Intended for healthcare professionals

Editor's Choice

How on earth do we combat climate change?

BMJ 2011; 343 doi: (Published 19 October 2011) Cite this as: BMJ 2011;343:d6789
  1. Fiona Godlee, editor, BMJ
  1. fgodlee{at}

The greatest risk to human health is neither communicable nor non-communicable disease, it is climate change. Saying this, as I and others have started doing at conferences, seems to take a certain courage. We’ve been emboldened by clear statements from WHO’s director general Margaret Chan and from the Lancet ( But this week, at a meeting hosted by the BMJ in collaboration with an extraordinary alliance of organisations (, doi:10.1136/bmj.d6775), it became clear that we are going to have to get braver still.

Let me begin by acknowledging that putting climate change at the top of the list of things to worry about is hard when faced with the daily challenges of clinical care: supporting the family of a suicidal person (doi:10.1136/bmj.d5801), advising a woman with polycystic ovaries about the possible outcomes of a pregnancy (doi:10.1136/bmj.d6309), telling a young person he or she has maturity onset diabetes (doi:10.1136/bmj.d6044), or treating asylum seekers while under pressure not to do so (doi:10.1136/bmj.d6637).

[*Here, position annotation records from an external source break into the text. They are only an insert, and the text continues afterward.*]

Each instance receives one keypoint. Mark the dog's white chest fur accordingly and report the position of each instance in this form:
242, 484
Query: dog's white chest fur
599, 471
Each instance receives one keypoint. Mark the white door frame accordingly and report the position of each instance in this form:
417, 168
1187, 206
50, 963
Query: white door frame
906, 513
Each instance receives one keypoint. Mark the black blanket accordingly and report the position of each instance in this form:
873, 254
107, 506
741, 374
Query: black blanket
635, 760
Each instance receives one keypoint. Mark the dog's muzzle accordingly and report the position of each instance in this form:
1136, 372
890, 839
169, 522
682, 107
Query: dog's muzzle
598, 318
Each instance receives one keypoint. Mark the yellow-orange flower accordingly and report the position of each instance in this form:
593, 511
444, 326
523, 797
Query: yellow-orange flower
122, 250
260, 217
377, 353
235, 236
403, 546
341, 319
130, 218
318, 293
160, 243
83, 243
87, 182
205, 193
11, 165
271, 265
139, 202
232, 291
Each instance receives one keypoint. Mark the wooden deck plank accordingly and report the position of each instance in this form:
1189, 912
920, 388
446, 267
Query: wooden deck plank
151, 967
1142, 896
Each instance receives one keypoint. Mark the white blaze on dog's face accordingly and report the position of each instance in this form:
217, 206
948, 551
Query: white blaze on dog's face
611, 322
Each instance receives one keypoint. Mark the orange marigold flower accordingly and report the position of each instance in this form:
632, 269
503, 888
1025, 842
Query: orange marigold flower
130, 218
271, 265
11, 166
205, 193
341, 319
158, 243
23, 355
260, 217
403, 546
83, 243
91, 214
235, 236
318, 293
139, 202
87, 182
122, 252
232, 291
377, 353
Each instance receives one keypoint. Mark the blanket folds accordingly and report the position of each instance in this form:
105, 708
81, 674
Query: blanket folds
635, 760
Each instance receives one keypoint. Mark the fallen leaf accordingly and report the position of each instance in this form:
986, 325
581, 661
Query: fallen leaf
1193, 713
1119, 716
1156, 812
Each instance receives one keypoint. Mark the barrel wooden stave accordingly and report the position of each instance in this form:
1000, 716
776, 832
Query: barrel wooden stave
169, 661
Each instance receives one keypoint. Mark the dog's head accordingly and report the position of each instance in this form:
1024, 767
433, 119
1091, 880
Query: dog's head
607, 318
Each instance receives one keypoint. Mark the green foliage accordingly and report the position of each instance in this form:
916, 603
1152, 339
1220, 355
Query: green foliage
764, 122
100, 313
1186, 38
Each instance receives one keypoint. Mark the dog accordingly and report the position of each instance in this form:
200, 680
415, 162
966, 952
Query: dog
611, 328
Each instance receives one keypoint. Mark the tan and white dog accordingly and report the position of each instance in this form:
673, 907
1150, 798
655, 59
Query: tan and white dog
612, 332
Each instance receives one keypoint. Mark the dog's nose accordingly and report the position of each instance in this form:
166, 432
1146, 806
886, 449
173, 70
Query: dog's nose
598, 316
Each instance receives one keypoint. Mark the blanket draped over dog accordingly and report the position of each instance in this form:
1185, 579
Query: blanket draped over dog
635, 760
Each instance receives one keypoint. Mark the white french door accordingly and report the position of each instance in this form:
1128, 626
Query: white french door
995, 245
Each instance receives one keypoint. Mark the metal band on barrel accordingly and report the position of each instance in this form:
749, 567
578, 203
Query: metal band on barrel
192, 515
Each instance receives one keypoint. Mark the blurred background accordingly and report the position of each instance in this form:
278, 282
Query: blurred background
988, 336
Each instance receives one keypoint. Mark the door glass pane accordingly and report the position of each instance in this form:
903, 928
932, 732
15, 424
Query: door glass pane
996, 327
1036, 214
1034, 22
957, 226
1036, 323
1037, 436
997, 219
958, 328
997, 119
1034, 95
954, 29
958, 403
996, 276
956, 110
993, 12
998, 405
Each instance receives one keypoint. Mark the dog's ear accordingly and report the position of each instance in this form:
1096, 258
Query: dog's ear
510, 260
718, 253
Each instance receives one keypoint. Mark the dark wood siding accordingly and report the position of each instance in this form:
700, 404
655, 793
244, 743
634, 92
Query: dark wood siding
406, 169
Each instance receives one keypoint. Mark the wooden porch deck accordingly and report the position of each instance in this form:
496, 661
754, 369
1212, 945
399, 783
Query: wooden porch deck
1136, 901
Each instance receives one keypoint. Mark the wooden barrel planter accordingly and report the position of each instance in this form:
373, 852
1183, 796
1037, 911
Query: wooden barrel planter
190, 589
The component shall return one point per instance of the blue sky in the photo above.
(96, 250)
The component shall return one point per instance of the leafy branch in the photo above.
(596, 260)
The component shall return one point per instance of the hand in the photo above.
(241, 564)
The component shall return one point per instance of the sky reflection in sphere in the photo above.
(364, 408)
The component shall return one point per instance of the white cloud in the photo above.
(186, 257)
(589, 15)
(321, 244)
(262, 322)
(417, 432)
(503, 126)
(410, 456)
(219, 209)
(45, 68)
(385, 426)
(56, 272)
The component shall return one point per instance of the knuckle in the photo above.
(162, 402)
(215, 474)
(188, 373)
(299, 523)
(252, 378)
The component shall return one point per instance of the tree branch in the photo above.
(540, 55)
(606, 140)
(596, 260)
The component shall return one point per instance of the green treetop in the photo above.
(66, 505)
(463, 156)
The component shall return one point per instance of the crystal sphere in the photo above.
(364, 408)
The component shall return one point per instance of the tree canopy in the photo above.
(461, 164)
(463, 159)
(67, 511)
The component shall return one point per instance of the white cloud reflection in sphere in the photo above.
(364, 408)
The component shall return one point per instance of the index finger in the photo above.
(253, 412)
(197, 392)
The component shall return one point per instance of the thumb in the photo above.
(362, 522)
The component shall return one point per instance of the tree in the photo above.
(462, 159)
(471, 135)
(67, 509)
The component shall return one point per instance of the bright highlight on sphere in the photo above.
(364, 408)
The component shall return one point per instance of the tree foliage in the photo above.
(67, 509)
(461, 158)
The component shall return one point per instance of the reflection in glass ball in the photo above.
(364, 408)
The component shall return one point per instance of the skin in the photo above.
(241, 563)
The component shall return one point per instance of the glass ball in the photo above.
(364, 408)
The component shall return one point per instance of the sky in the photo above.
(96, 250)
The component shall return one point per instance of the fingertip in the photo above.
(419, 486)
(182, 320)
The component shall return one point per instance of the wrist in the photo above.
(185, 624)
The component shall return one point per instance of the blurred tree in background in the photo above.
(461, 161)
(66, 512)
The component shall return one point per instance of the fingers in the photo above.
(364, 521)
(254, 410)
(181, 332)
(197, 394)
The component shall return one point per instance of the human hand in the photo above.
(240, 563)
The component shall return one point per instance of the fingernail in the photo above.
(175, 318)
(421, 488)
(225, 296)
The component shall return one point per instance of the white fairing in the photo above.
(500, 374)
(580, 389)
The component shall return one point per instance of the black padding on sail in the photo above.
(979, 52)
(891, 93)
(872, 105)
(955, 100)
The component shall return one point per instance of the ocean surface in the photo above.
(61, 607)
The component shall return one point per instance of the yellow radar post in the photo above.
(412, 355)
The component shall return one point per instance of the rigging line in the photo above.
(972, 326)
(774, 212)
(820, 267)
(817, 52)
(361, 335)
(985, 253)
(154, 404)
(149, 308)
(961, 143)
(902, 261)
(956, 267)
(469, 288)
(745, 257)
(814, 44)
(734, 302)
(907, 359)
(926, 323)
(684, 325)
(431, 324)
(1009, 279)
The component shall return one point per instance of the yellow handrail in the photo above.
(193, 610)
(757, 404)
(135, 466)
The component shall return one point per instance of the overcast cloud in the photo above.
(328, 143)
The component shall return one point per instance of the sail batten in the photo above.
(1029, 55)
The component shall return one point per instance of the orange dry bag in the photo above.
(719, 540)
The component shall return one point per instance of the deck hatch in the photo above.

But to the top of your list climate change must go. The meeting of over 300 delegates from healthcare, the military, climate science, industry, business, and politics, heard frightening news that none of us want to hear, made more frightening by the measured way it was delivered. As Lord Michael Jay said in his opening remarks, there is no need for hype; the cold hard science is scary enough. Chris Rapley, former director of the Science Museum and head of the British Antarctic Survey, told us that “the science is overwhelming and settled.” His conclusions were unflinching: “Is the planet warming? Yes. Is it us? Yes. Does it matter? Yes. Must we do something about it? Yes.”

To prevent catastrophic climate change, global temperatures will need to rise by less than 2°C above pre-industrial levels by 2100. At or above such temperatures, health and military experts painted a picture of economic and social breakdown, with death and disease on a massive scale caused by resource shortages, migration, and conflict (BMJ 2011;342:d1819). Business as usual will raise temperatures by 5°C. Even if all current pledges on carbon emissions are met, we will hit 4.3°C. The consequences of such global temperatures are unsurvivable. A statement released at the meeting calls for governments to aim for a safer, lower rise of 1.5°C by 2100 (doi:10.1136/bmj.d6760). But how on earth to achieve this?

Professor Hugh Montgomery of University College London, who instigated the meeting, concluded with stark honesty: “What can we do? I don’t know.” The UK’s Climate and Energy Security Envoy, Rear Admiral Neil Morisetti, agreed that there was no clear answer but that we now need to own the problem and the solutions, both as individuals and at an institutional level. “No more talk of them and us,” he said. The meeting concluded that we must give politicians the ammunition they need if we are to create radically different ways of living, and we must develop better narratives to articulate the health and economic benefits of tackling climate change. An editorial this week takes up the challenge (doi:10.1136/bmj.d6520).